19 January 2008

The Better Life

This Thursday past, in the neighbourhood I used to live up until early last year, outside the grocery store where I used to shop, a forty-seven-year-old father of two lost his life as he was caught in the crossfire of what is believed to be a shootout between rival gang members. This came on the heels of a forty-two-year-old man losing his life after two men fired upon a crowd of people after being ejected from a downtown strip club.

I saw the photograph of the gentleman killed outside the grocery store and wondered if, perchance, I had seen him during the numerous times I shopped there and walked past. Here was a man, a father, traveling thousands of miles over water and land to the "land of opportunity", as we know it, to provide a better life for his eighteen-year-old daughter and twenty-three-year-old son, only to have his snuffed out by someone presumably trying to do the same for himself. While I was living in the neighbourhood, the gentleman who ran the little convenience shop around the corner from us, another Chinese immigrant, was slashed in his face late one night. Fortunately, he was able to recover - he returned to his post the next day, as a matter of fact - but it makes one wonder: here is a man with a Ph. D. in Chemistry coming to Canada in hopes of a better life, only to work round-the-clock in perpetual mortal danger in the underbelly of Toronto.

As for the other gentleman, countless times have I treaded over the spot of cold, hard concrete on which he died; not one of those times did I wonder if some unruly customer brandishing a pistol would be thrown out of the club into my path, but here we are. This man was also a father; now, his life is no more, for a couple of young men thought to right a perceived wrong through lethal means.

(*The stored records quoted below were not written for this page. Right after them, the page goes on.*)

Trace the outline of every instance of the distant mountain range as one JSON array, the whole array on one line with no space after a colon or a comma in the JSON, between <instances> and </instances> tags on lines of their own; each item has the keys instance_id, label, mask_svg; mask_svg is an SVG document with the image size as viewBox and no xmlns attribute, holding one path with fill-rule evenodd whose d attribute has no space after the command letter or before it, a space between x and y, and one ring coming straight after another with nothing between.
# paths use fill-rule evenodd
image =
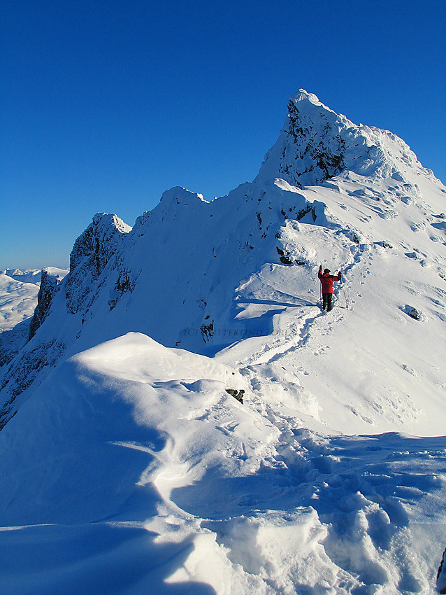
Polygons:
<instances>
[{"instance_id":1,"label":"distant mountain range","mask_svg":"<svg viewBox=\"0 0 446 595\"><path fill-rule=\"evenodd\" d=\"M403 141L301 90L253 181L96 214L0 335L4 552L46 565L17 554L21 592L432 592L445 211Z\"/></svg>"}]
</instances>

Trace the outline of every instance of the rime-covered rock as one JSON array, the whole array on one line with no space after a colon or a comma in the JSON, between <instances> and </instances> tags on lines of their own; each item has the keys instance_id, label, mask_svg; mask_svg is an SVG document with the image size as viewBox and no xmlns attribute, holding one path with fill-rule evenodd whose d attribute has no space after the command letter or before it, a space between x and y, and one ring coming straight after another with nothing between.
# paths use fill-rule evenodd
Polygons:
<instances>
[{"instance_id":1,"label":"rime-covered rock","mask_svg":"<svg viewBox=\"0 0 446 595\"><path fill-rule=\"evenodd\" d=\"M29 338L42 324L48 314L52 298L59 289L63 277L59 274L51 274L47 269L43 269L41 276L41 286L37 295L37 306L29 324Z\"/></svg>"},{"instance_id":2,"label":"rime-covered rock","mask_svg":"<svg viewBox=\"0 0 446 595\"><path fill-rule=\"evenodd\" d=\"M76 239L70 254L70 274L65 285L69 312L75 314L87 308L96 282L131 230L116 215L97 213Z\"/></svg>"},{"instance_id":3,"label":"rime-covered rock","mask_svg":"<svg viewBox=\"0 0 446 595\"><path fill-rule=\"evenodd\" d=\"M349 170L403 181L406 166L423 169L415 153L395 134L357 125L301 89L288 102L284 127L266 153L258 178L280 177L303 188Z\"/></svg>"}]
</instances>

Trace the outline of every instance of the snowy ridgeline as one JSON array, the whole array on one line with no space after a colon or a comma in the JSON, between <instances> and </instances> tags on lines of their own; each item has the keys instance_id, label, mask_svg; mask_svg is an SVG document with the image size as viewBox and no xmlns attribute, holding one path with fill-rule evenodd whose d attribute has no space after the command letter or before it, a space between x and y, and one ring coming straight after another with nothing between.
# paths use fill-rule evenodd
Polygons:
<instances>
[{"instance_id":1,"label":"snowy ridgeline","mask_svg":"<svg viewBox=\"0 0 446 595\"><path fill-rule=\"evenodd\" d=\"M1 335L0 590L434 593L445 192L301 91L252 183L95 216Z\"/></svg>"}]
</instances>

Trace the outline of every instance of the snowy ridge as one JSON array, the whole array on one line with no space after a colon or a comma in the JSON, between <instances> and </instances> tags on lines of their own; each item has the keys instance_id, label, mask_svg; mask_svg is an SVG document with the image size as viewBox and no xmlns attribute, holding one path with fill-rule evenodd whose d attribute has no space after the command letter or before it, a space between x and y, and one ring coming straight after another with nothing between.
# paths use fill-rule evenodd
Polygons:
<instances>
[{"instance_id":1,"label":"snowy ridge","mask_svg":"<svg viewBox=\"0 0 446 595\"><path fill-rule=\"evenodd\" d=\"M301 90L253 182L95 216L1 370L0 585L433 593L445 194Z\"/></svg>"},{"instance_id":2,"label":"snowy ridge","mask_svg":"<svg viewBox=\"0 0 446 595\"><path fill-rule=\"evenodd\" d=\"M301 89L288 103L288 116L258 178L283 178L300 188L319 184L344 170L362 176L394 177L424 170L408 145L391 132L357 126Z\"/></svg>"}]
</instances>

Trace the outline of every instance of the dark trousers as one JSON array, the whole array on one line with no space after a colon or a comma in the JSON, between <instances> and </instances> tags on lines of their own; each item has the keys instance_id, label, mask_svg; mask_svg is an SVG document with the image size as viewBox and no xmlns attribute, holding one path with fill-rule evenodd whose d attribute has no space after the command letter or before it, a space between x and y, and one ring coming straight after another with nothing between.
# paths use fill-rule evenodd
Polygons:
<instances>
[{"instance_id":1,"label":"dark trousers","mask_svg":"<svg viewBox=\"0 0 446 595\"><path fill-rule=\"evenodd\" d=\"M331 309L331 296L333 293L322 293L322 309L329 312Z\"/></svg>"}]
</instances>

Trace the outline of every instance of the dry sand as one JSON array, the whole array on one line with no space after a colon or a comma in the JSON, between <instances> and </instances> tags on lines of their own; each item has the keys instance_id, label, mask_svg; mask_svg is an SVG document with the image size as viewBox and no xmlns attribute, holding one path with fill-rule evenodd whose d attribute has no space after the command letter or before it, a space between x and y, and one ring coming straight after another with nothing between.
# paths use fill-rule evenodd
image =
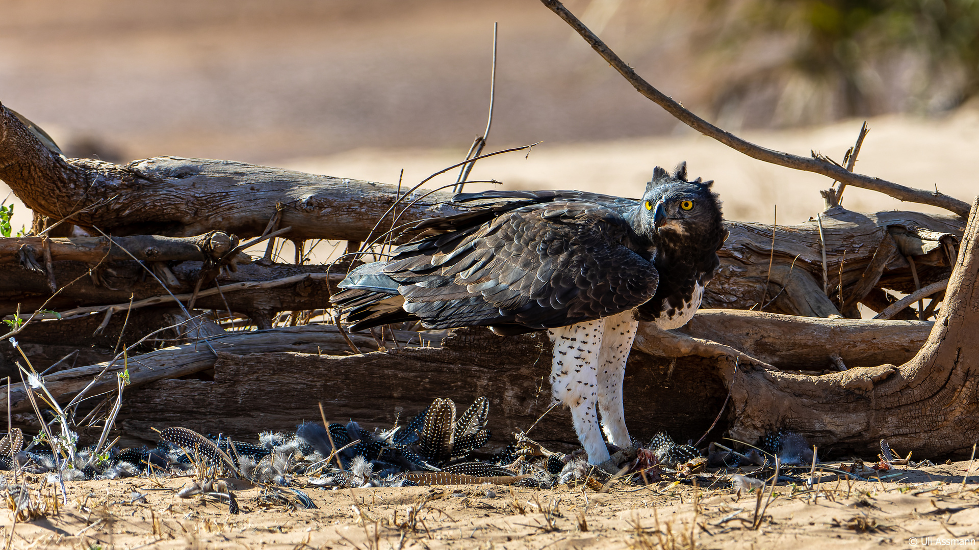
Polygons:
<instances>
[{"instance_id":1,"label":"dry sand","mask_svg":"<svg viewBox=\"0 0 979 550\"><path fill-rule=\"evenodd\" d=\"M890 473L897 475L884 481L834 481L810 490L780 485L757 530L751 528L756 494L738 497L723 477L712 481L712 476L698 480L699 487L689 480L648 486L620 481L606 493L583 485L325 490L306 486L301 478L296 484L316 509L259 504L261 489L255 487L235 491L239 515L210 498L179 498L176 490L191 481L187 478L71 481L68 506L16 526L13 548L801 550L968 544L979 537L979 477L970 477L963 488L966 466L907 472L897 467ZM489 490L495 497L488 497ZM47 485L40 494L50 503L52 491ZM140 494L145 502L132 502ZM406 523L408 509L423 499L417 522ZM767 502L768 491L763 508ZM0 534L8 536L11 524L10 513L0 514Z\"/></svg>"}]
</instances>

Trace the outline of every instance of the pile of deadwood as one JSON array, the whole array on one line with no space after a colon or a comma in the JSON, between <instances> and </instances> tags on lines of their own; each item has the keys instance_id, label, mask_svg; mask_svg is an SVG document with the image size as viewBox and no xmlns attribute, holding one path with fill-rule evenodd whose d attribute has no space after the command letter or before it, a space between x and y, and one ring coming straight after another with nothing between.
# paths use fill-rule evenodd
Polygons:
<instances>
[{"instance_id":1,"label":"pile of deadwood","mask_svg":"<svg viewBox=\"0 0 979 550\"><path fill-rule=\"evenodd\" d=\"M849 211L840 185L802 225L727 222L705 309L677 331L640 328L626 374L630 432L686 440L710 429L714 438L753 442L788 429L841 453L872 451L882 437L915 455L967 453L979 436L975 206L743 142L656 96L559 3L544 3L699 131L763 160L950 210ZM122 444L174 425L236 437L293 430L319 417L319 402L328 420L390 426L435 397L480 395L491 402L493 442L505 444L550 407L540 335L404 326L348 335L308 323L331 319L330 295L349 267L303 262L310 241L358 250L386 215L390 228L389 217L456 211L443 204L448 194L227 160L65 159L6 108L0 179L35 215L33 236L0 239L0 315L33 368L48 370L49 391L64 402L83 393L79 427L101 430L123 368ZM271 251L276 239L292 241L299 261L242 252L262 240ZM861 319L858 304L877 317ZM34 433L39 420L15 364L23 359L0 345L0 376L13 381L0 411ZM575 444L568 416L551 410L533 435Z\"/></svg>"}]
</instances>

I can't say I'm at all surprised at the outrage expressed by members of the public in the wake of these shootings. It's easy to lash out at these perpetrators and demand their heads on a row of pikes. Here is one such reaction:

""When people start pulling this stuff in broad daylight without any regard for citizens because they don't care, because they know they're going to get a slap on the wrist...that's the problem".

An interesting choice of words, to say the least, though who am I to comment, having not lost a loved one in such a senseless manner? How can I say my reaction would not be vitriolic? Nonetheless, I must say this: it may come as a shock to many of you, but murderers are often branded as "heroes". Had this been a battlefield in Iraq, or Afghanistan, or Haïti, or Sudan, or Somalia, or Colombia, or any other territory whose resources we seek to conquer, the assailants would be commended for their bravery and patriotism, while the likes of Messrs. Hou Chang Mao and John O'Keefe graced with the moniker "collateral damage".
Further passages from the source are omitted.